Esquire specializes in a new wave of high-tech court reporting. Lawyers taking depositions often call on Esquire to produce transcripts with digital and print components, deposition summaries, word indexes, and video—a far cry from the hard-copy versions of Perry Mason’s days. Censullo’s tech career began with a student co-op at SEA Consultants; after graduation, she became the company’s computer coordinator, installing networks and software at a time when “computer” was not an everyday word. Since then, she’s worked a number of tech jobs, including Chief Technology Officer at LegaLink (later, WordWave), with one constant: she’s always been in the minority—a woman in a tech world run by men. And while that situation is improving, she says, there’s room for more. Even today, she says, she sometimes looks around the conference table and realizes she’s the only female at the meeting.

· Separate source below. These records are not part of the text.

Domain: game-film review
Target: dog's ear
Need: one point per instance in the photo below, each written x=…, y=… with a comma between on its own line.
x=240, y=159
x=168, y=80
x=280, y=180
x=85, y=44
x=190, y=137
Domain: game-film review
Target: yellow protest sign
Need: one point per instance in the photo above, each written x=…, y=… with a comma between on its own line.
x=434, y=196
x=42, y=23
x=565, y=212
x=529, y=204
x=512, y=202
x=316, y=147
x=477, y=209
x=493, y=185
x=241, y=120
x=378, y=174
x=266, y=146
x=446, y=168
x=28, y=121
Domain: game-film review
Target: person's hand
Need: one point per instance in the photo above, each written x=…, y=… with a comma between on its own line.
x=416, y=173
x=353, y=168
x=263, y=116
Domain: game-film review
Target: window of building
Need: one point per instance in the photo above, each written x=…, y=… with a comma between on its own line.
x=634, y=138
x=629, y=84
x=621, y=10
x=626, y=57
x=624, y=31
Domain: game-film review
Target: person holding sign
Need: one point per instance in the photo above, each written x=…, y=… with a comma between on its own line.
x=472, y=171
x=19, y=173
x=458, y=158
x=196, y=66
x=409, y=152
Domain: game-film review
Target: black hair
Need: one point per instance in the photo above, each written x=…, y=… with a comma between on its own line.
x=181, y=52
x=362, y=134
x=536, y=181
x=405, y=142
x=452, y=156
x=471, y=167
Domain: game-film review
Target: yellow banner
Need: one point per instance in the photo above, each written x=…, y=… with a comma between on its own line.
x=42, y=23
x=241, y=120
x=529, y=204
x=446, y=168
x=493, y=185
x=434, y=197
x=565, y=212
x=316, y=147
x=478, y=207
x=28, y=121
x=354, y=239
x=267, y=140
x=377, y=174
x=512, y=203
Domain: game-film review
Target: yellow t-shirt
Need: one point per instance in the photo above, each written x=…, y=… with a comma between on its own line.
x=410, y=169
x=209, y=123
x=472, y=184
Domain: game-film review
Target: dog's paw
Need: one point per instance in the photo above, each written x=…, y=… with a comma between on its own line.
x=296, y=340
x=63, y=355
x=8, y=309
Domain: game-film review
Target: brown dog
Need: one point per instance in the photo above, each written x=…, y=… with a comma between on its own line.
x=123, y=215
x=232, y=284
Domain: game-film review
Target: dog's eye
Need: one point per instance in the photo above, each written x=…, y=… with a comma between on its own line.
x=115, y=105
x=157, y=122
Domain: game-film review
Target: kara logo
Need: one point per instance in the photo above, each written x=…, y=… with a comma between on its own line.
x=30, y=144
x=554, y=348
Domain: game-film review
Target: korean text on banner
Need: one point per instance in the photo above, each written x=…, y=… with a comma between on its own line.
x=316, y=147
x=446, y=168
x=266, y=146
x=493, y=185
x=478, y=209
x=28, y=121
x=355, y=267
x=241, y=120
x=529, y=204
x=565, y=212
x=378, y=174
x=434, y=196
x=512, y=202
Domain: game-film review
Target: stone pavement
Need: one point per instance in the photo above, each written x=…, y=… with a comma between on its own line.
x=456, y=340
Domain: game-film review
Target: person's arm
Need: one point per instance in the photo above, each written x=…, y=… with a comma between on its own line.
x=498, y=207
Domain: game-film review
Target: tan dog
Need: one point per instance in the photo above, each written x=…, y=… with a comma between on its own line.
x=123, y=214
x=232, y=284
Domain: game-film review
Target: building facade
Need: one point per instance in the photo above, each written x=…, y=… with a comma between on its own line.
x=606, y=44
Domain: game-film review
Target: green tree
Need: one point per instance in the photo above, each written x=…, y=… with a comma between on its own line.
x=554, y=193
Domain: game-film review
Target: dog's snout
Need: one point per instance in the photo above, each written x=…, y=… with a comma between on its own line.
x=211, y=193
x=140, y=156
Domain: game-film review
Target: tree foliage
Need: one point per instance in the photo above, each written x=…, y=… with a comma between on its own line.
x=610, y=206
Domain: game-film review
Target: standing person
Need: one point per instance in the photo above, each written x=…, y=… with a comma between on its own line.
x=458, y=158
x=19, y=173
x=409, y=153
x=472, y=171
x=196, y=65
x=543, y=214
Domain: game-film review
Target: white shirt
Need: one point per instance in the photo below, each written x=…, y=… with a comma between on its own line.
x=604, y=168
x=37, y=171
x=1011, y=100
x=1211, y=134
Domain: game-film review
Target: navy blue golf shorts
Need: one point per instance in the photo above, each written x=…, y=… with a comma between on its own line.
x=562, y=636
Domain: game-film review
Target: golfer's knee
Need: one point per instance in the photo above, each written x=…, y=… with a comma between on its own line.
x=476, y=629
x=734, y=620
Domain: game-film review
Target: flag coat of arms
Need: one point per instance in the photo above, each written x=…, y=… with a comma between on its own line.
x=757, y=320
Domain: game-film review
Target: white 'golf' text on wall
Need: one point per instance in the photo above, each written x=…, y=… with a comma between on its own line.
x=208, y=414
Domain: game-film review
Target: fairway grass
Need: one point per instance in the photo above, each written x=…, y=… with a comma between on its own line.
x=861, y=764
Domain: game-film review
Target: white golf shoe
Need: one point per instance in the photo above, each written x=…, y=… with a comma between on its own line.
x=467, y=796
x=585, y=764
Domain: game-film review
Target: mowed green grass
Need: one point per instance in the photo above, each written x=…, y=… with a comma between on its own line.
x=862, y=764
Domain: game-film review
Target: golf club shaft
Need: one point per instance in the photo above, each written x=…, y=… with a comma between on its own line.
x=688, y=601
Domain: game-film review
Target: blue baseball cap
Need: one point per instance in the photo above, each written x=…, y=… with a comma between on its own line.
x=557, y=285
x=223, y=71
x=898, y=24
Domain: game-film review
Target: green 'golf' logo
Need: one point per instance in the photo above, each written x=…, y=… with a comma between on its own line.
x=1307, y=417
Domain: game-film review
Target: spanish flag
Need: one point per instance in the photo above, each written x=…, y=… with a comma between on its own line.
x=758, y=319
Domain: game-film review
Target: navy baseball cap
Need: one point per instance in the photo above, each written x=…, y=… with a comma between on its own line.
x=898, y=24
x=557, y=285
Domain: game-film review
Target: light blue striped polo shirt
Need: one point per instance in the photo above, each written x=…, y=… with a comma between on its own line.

Censullo has had a hand in some big cases throughout her career. Remember Enron? WordWave was there in the aftermath. “We set up a deposition suite in the Chrysler Building with tables, chairs, video screens, a videographer, a court reporter,” says Censullo. The production allowed lawyers in offices in Boston, New York, and Chicago to watch a real-time feed of a deposition, complete with a live text stream of the transcript. And Esquire’s goods appeared on CNN last summer during the Casey Anthony trial, when lawyers used the company’s trial presentation software, Sanction, which allows attorneys to embed videos, enlarge photos in real-time, and produce animated recreations of a crime. “It’s PowerPoint on steroids,” says Censullo. —MAUREEN HARMON
(front image via IconLink)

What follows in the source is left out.